= June 1967 Tunis riots =

Anti-jewish riots in 1967 Tunis

The June 1967 Tunis Riots or Demonstrations were demonstrations and riots in Tunis on 5 June 1967, in reaction to the Naksa of the same year. The riots lasted 6 hours, in which a crowd of leftist students organized under the Perspectives movement, set fire to the British Library then the American Library, proceeding to Trans World Airlines' offices and the American Embassy. After that, they began to attack Jewish property, vandalizing cars and 100 commercial stores along with a number of Synagogues, including the Grand Synagogue, which they vandalized, desecrated, and burned from the inside and out.

30 protesters also burned the door of the headquarters of the Joint Jewish Distribution Committee (JDC). In June 6th, the President Habib Bourguiba called for the end of the protests and riots, while strongly condemning them in a speech.

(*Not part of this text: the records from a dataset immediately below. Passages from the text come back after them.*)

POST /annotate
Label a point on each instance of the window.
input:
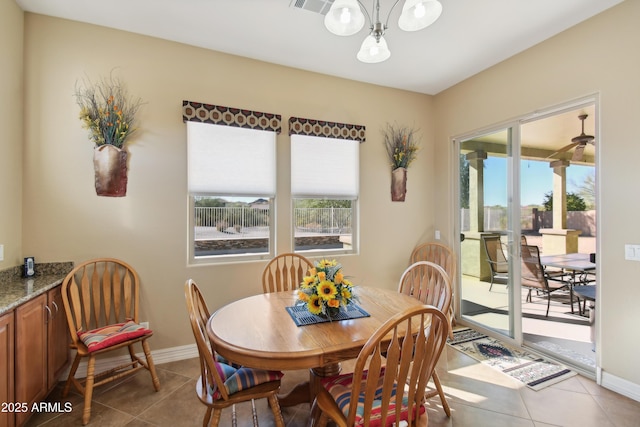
(324, 185)
(231, 183)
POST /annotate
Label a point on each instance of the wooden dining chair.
(221, 383)
(390, 374)
(429, 283)
(101, 299)
(285, 272)
(444, 256)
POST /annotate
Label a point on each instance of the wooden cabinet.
(41, 348)
(6, 367)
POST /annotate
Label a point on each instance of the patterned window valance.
(220, 115)
(310, 127)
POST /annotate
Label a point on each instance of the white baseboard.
(621, 386)
(166, 355)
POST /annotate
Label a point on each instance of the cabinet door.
(31, 353)
(6, 367)
(58, 337)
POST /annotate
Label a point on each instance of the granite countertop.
(16, 289)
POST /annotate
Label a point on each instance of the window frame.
(333, 131)
(239, 118)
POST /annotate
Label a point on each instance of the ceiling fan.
(579, 142)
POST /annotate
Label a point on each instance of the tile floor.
(478, 396)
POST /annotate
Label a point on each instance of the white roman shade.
(229, 160)
(324, 167)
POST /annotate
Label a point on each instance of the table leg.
(305, 392)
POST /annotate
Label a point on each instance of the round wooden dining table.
(258, 332)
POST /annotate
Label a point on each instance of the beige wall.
(11, 95)
(148, 227)
(598, 56)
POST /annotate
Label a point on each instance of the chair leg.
(443, 399)
(275, 408)
(88, 390)
(549, 304)
(72, 374)
(207, 417)
(152, 368)
(215, 419)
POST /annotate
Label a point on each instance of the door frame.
(516, 303)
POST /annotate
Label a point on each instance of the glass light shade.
(419, 14)
(344, 18)
(373, 51)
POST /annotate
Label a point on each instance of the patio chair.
(391, 372)
(285, 272)
(496, 258)
(534, 277)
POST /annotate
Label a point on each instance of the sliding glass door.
(489, 227)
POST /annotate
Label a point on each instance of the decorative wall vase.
(398, 184)
(110, 165)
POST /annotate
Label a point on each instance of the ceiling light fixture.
(346, 18)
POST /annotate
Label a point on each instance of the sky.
(536, 180)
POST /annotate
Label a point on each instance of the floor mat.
(530, 369)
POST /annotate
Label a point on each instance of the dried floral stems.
(107, 111)
(401, 145)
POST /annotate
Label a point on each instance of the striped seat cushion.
(340, 388)
(237, 378)
(107, 336)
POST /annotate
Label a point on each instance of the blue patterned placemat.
(302, 317)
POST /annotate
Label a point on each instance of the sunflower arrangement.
(325, 290)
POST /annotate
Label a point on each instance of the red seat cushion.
(340, 388)
(110, 335)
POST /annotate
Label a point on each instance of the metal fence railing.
(306, 220)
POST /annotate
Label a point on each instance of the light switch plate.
(632, 252)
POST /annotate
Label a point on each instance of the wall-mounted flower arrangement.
(402, 149)
(108, 113)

The Government then placed military and armored units across various strategic position in the Capital. In addition, four ministers personally visited the Jewish Community Relations Council and issued a formal apology. The next day, 54 rioters were arrested, the National Police Chief and minister of interior were relieved of their duties. In a trial held by the Tunis Military Court, at the end of July, All defendants were convicted and sentenced to prison terms of up to 20 years, the last being Muhammad Ben Jannet's sentence. In the wake of these events, a mass migration of Jews followed in which more than 25,000 people fled the country in the first month.